We need to consider all possible actions and use all available instruments. The goal should be to lay the foundations for the best possible conditions post-Corona that keeps as many companies – and jobs – viable. We have no time to wait. This is what I propose:
1. Make essential input goods duty free across industries. With many European countries closed down, input goods will be missing for those industries still producing. At the same time, other countries are opening up again, for example China. Unilaterally removing import duties on components that companies in the EU need could simplify access to input goods for companies.
2. Temporarily remove various trade defence instruments such as anti-dumping or other protective measures on those raw materials and inputs that companies struggle to access. Given the urgency of the situation this should be a priority for the EU.
3. Identify “key competences” at the EU level and restore mobility for people that qualify, as is currently done at national level. Not only are key competencies needed at the national level, they are also needed in other “systems”, such as within companies and value chains.
4. Remove EU import duties on essential medical equipment. There is no reason to wait; tariffs are not high and there would be limited impact on EU “domestic” producers.
5. Remove import duties on essential medical equipment at global level. The EU should be pushing for a removal of all such tariffs at multilateral level.
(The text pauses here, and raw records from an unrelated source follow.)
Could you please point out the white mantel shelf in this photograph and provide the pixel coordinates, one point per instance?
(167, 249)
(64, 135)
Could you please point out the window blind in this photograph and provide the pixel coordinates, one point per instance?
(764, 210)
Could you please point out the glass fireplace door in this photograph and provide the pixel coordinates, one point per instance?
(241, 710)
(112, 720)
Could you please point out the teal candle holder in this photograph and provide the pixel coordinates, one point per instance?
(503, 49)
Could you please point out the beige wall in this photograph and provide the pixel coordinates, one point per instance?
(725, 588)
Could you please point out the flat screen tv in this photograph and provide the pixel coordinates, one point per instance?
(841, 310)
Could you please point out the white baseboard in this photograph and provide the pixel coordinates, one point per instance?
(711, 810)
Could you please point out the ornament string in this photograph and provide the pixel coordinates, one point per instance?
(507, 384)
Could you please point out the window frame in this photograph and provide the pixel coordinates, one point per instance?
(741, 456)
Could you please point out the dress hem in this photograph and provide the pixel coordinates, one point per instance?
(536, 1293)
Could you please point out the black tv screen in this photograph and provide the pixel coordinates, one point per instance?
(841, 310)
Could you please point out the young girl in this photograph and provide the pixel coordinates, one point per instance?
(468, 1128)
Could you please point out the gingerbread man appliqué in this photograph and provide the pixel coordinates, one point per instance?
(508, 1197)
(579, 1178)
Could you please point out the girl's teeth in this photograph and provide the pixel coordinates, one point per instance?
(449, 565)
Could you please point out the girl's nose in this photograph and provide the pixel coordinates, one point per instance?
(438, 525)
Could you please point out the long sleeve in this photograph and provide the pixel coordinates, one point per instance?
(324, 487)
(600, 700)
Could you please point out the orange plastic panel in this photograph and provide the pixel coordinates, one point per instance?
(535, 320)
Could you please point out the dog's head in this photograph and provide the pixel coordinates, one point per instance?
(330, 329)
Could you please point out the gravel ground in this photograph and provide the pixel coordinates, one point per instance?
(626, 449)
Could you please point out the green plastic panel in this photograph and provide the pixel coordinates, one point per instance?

6. Prepare for the inevitability of an increasingly digital world. This should be obvious; the digitisation of production and trade has been obvious for years. In recent weeks and months, countries and businesses have been adapting to digital working methods. This development gives even more leverage in data flow negotiations – both within the WTO and in more ambitious free trade agreements.
7. Reinforce the EU single market. Trade should be frictionless, whether between Paris and Toulouse or Paris and Lisbon. The case for the free movement of people, goods, services and capital should also be self-evident. This makes it vital that the current obstacles introduced by national governments are not allowed to fragment the single market in the face of the inevitable calls for greater “self-sufficiency” following the crisis.
These are only a few actions that the EU should be putting on the table now. There is no time to lose.